Eskişehir - getting there (and back again)

You may be wondering why an entire blog post is needed on getting there and back. Well, Eskişehir is a city about 200 miles south east of Istanbul and we don't have a car.

There are four main ways to achieve any long distance travel in Turkey:
1. Private car
2. Bus/coach
3. Train
4. Aeroplane

So having offered to house sit for a week for a family in Eskişehir, how on earth were we going to get there? Domestic flights are actually one of the most common ways of travelling between cities (Turkey is a big country!) and surprisingly cheap. However Eskişehir is close enough to Istanbul that there are no domestic flights there. Renting a car is expensive and a hassle. So it was between bus and train.

Turkey does not have a well developed rail network in general. There is a high speed line that connects a few cities (the main link being between Istanbul and Ankara) and a few other slower trains. But, Eskişehir is actually located on the Istanbul - Ankara line so my original plan was for us to take the train. And because it is high speed, the train journey would only be 2.5 hours.

Until I remembered that the train station (and there is only one main train station in Istanbul) is on the other side of the Bosphorus and so far out of Istanbul that it barely qualifies as being in Istanbul. It would have taken more time, effort and cost to get to the train station than to actually get the train. And then I read on the website that there were luggage restrictions. I thought we did pretty well at packing lightly for 4 people for a week, but there was no way that our luggage and the pushchair were within the stated luggage allowances. And while we might have got away with it in reality, it wasn't a risk we were ready to take.

That left the bus. Kudos to my lovely husband for taking me at my word and not even raising an eyebrow when I announced our best option was to take our toddler and baby on a 6 hour bus journey.

However, compared to the UK, long distance bus travel in Turkey is much more popular and much more comfortable. As there's lots of bus companies offering the same routes, competition helps maintain inexpensive prices and good service. Buses are really frequent, often running 24 hours a day. The bus company we went with had buses going every hour from Istanbul to Eskişehir (and vice versa) all through the day and most of the night. 

Our bus was pretty standard in terms of comfort and service- wider seats and more leg space than the average short haul airline, a bus host who brought round free drinks and snacks, electric sockets to charge phones, and screens in the back of the headrests. 

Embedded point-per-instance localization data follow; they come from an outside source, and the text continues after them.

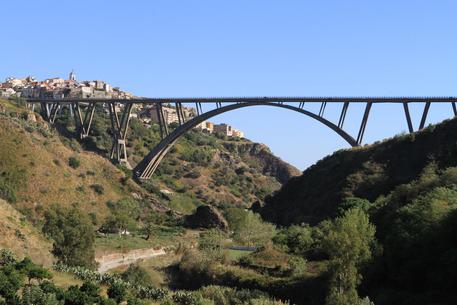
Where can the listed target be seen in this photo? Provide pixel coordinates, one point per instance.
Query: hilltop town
(59, 88)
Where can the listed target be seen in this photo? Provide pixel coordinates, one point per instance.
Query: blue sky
(248, 48)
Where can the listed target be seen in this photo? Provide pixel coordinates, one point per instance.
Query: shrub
(117, 292)
(98, 189)
(73, 162)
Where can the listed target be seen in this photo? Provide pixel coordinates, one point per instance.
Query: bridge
(83, 111)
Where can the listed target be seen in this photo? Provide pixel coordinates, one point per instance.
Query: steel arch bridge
(83, 110)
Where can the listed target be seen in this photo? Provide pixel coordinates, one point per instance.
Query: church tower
(72, 76)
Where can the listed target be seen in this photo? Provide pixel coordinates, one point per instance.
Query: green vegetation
(73, 162)
(408, 188)
(348, 244)
(73, 236)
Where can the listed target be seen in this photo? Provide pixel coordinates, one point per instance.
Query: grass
(65, 280)
(49, 177)
(21, 237)
(162, 237)
(234, 255)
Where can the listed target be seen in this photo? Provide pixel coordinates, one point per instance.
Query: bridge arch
(146, 168)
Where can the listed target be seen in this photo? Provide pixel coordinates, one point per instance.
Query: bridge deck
(258, 100)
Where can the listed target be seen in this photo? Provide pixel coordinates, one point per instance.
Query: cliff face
(365, 172)
(260, 156)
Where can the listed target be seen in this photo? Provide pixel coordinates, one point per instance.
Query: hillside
(36, 170)
(22, 237)
(199, 168)
(365, 172)
(408, 187)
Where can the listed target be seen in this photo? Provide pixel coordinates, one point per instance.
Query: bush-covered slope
(200, 168)
(365, 172)
(21, 237)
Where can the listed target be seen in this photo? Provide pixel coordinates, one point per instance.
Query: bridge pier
(119, 129)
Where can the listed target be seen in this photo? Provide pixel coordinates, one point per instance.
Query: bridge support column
(162, 123)
(424, 115)
(408, 117)
(83, 123)
(363, 125)
(119, 129)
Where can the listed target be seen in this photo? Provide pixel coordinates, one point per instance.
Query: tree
(348, 244)
(73, 235)
(10, 282)
(117, 292)
(296, 239)
(211, 244)
(252, 231)
(32, 271)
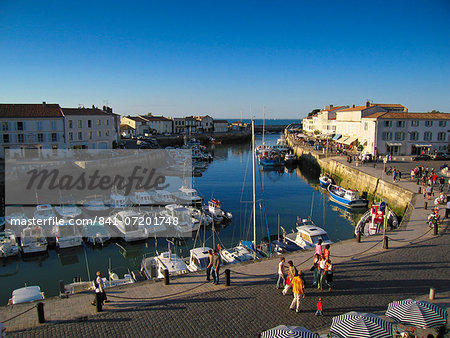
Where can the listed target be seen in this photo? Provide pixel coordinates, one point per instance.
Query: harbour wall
(350, 177)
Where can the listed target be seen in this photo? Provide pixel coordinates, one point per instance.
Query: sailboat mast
(254, 185)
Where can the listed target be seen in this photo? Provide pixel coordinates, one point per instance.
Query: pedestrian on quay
(281, 274)
(315, 269)
(298, 290)
(216, 267)
(292, 270)
(322, 270)
(99, 289)
(209, 266)
(318, 250)
(319, 307)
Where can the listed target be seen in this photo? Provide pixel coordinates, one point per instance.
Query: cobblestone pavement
(366, 284)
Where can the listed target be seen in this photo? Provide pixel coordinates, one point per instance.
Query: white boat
(32, 240)
(129, 225)
(95, 206)
(68, 209)
(163, 197)
(189, 196)
(8, 244)
(214, 209)
(96, 234)
(346, 197)
(141, 198)
(67, 236)
(26, 294)
(308, 235)
(153, 267)
(198, 259)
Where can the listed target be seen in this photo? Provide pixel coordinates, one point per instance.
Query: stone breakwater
(353, 178)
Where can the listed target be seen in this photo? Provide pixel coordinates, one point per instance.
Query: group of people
(322, 269)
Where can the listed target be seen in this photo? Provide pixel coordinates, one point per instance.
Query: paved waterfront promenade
(363, 282)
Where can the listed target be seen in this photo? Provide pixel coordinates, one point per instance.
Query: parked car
(422, 157)
(440, 156)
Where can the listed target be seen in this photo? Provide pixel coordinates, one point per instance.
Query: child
(319, 308)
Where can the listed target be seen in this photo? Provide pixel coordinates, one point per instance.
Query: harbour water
(284, 194)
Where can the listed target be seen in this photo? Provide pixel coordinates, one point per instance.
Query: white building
(31, 126)
(220, 126)
(89, 128)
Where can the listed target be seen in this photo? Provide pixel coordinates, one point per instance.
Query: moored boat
(347, 197)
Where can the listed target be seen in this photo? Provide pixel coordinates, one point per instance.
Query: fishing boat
(198, 259)
(96, 234)
(346, 197)
(129, 225)
(67, 235)
(26, 294)
(188, 196)
(214, 210)
(371, 223)
(32, 240)
(153, 267)
(307, 235)
(325, 180)
(8, 244)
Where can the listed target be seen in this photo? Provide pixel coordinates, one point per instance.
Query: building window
(399, 136)
(387, 136)
(414, 136)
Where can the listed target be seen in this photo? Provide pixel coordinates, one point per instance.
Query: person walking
(292, 270)
(209, 266)
(99, 289)
(281, 275)
(215, 267)
(319, 307)
(298, 291)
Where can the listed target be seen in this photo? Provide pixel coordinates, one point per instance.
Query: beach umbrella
(417, 313)
(359, 325)
(282, 331)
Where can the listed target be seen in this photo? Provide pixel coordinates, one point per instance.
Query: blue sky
(194, 57)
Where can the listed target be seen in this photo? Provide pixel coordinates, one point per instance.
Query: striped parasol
(359, 325)
(416, 313)
(283, 331)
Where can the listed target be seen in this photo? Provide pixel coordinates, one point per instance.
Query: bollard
(166, 277)
(99, 301)
(432, 293)
(40, 310)
(227, 277)
(385, 242)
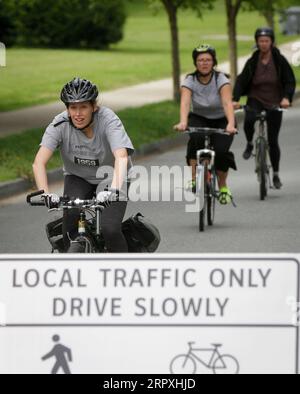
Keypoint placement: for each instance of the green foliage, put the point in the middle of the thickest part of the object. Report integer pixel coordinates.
(7, 22)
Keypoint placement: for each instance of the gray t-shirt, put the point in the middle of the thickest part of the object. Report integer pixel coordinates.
(206, 99)
(90, 159)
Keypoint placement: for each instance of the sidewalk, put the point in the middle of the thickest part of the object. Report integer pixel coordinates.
(13, 122)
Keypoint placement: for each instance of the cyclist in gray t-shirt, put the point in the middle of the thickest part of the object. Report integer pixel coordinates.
(96, 153)
(206, 101)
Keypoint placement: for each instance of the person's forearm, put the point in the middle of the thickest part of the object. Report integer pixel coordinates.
(120, 173)
(41, 177)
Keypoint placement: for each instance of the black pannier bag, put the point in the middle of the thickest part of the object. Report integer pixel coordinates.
(141, 235)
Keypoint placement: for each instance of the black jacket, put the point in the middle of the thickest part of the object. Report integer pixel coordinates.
(284, 70)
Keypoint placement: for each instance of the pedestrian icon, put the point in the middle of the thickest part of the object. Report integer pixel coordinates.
(63, 356)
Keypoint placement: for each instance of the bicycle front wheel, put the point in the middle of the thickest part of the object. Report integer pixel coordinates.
(226, 365)
(262, 169)
(183, 365)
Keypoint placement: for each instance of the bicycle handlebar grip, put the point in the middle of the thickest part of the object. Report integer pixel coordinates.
(34, 194)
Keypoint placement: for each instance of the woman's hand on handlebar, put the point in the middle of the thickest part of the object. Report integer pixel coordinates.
(182, 126)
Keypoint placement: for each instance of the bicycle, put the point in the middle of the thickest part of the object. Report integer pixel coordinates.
(90, 238)
(218, 363)
(262, 152)
(206, 178)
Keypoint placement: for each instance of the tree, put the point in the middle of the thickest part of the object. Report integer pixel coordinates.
(232, 9)
(172, 7)
(7, 22)
(268, 8)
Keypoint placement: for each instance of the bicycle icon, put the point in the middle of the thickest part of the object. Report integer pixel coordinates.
(224, 364)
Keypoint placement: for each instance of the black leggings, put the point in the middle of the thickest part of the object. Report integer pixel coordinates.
(274, 122)
(224, 158)
(111, 220)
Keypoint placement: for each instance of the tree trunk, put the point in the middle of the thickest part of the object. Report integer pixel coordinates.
(232, 9)
(172, 14)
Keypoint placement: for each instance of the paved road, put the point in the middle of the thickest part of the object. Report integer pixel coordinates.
(271, 226)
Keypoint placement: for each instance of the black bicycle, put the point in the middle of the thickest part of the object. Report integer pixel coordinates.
(141, 235)
(206, 180)
(262, 151)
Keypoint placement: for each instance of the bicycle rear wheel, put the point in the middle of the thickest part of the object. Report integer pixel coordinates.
(262, 169)
(81, 245)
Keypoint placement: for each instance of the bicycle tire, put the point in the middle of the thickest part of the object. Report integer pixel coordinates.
(226, 364)
(202, 216)
(262, 169)
(79, 246)
(211, 201)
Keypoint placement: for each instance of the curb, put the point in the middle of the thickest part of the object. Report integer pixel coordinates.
(18, 186)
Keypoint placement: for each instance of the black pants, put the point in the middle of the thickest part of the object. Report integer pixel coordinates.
(111, 220)
(274, 122)
(221, 144)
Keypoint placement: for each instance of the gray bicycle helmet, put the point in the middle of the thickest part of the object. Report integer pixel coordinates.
(265, 32)
(78, 91)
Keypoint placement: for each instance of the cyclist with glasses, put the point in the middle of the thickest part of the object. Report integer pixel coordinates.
(269, 82)
(90, 138)
(206, 101)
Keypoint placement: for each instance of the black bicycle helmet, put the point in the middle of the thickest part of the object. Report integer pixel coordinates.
(204, 49)
(78, 91)
(265, 32)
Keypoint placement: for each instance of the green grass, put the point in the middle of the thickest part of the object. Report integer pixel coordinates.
(35, 76)
(144, 125)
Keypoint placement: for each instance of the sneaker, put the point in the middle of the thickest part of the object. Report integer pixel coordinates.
(191, 187)
(277, 182)
(248, 152)
(225, 196)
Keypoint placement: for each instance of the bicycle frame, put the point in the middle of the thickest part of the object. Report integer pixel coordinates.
(215, 355)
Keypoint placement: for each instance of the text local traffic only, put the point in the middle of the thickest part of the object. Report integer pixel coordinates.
(178, 303)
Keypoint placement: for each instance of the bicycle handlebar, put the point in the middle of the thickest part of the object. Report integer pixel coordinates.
(64, 202)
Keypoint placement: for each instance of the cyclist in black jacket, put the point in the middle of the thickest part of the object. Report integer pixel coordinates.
(269, 82)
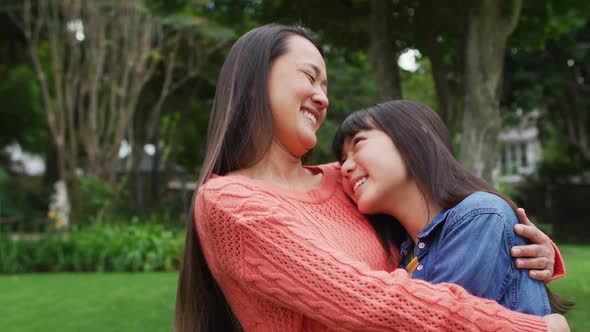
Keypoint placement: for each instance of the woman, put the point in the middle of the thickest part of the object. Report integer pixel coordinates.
(280, 246)
(396, 158)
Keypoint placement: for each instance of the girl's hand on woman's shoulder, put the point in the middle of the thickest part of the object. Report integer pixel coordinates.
(539, 256)
(556, 323)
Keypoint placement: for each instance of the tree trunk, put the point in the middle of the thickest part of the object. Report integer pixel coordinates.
(490, 25)
(382, 51)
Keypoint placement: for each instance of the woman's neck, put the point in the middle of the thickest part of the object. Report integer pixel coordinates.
(280, 167)
(413, 210)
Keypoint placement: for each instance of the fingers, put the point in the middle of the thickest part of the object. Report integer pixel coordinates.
(541, 275)
(538, 263)
(530, 250)
(522, 217)
(532, 233)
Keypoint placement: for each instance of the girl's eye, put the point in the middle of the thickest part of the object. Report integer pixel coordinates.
(357, 140)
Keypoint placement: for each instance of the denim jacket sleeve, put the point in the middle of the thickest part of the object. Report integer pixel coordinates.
(473, 251)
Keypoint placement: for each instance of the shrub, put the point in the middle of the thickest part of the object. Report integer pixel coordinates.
(99, 247)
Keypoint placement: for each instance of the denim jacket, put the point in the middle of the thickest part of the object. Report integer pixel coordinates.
(469, 245)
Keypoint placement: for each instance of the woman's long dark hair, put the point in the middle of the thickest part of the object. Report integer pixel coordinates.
(425, 145)
(239, 134)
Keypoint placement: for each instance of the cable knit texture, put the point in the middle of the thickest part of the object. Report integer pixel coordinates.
(309, 261)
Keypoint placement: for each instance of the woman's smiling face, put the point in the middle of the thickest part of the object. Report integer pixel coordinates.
(298, 95)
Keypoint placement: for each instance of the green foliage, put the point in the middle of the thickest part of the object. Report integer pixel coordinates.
(24, 198)
(559, 158)
(100, 199)
(135, 247)
(22, 119)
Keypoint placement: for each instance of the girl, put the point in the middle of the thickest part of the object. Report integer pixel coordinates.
(396, 159)
(278, 245)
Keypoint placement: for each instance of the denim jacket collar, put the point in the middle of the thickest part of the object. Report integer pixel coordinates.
(423, 236)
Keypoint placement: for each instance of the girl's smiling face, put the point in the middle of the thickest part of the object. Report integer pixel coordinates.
(372, 170)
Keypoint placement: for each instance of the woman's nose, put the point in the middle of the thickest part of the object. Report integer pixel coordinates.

Our return journey was quite a bit harder with the children than the outward journey (lesson for the future: do not travel late afternoon/evening in the hope that your children will sleep half the time.)

But, we successfully achieved our bus journeys with both our sanity and the fellow passengers' sanity mostly intact and we even got to see some Turkish countryside. 

Turkey has way more forest than you would initially assume. This picture isn't a very good representation of that, but it's the only one I took.